The Supreme Court ruled this past week against the Environmental Protection Agency, saying that without “clear congressional authorization,” the EPA could not aggressively regulate polluting emissions. Congress’s broad mandates to take action without explicit consent on the details now turns attempts to control greenhouse gases into a political quagmire, especially since Congress is essentially in a state of political paralysis.

It’s hard to work with other countries on climate change when we haven’t figured out how to work with one another at home.

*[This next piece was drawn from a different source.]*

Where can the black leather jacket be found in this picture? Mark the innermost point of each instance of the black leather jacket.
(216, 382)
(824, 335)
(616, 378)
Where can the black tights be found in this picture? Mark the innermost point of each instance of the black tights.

Franklin D. Roosevelt once inspired our country to coalesce around another great national problem — Nazi Germany. His words from a famous Fireside Chat are applicable to the climate change challenge we face today: “Frankly and definitely there is a danger ahead, danger against which we must prepare. But we well know that we cannot escape danger, or the fear of it, by crawling into bed and pulling the covers over our heads.” It’s what a bad dream might have us do.

Climate change is a national security issue for our time. Yet, unless we can come to terms with it and its threat of extermination, with a sense of courage and realism, we will be ill-equipped to work together with our counterparts in the rest of the world to solve these existential threats. Historically, it’s not too impudent to say that the world has looked to the United States to lead the nations of the world in solving problems of such existential magnitude.

What keeps me from nudging my nightmare from darkness into the light is that we seem to be binding ourselves to the notion that climate change is a political phenomenon, one of those issues on which you have to be on one side or the other.

Because so many people seem bound up in politics over climate change, I’m fully aware that some may well regard this column as tainted, sentimental or politically controversial, but my dream insists it’s a matter of reality.

Martin Luther King had a more hopeful dream and a way with words; so, with permission, his words apply to the urgency of climate change, too: “It would be fatal for the nation to overlook the urgency of the moment. We cannot walk alone.”

That would be a wake-up call.

Bill Sims is a Hillsboro resident, retired president of the Denver Council on Foreign Relations, an author and runs a small farm in Berrysville with his wife. He is a former educator, executive and foundation president.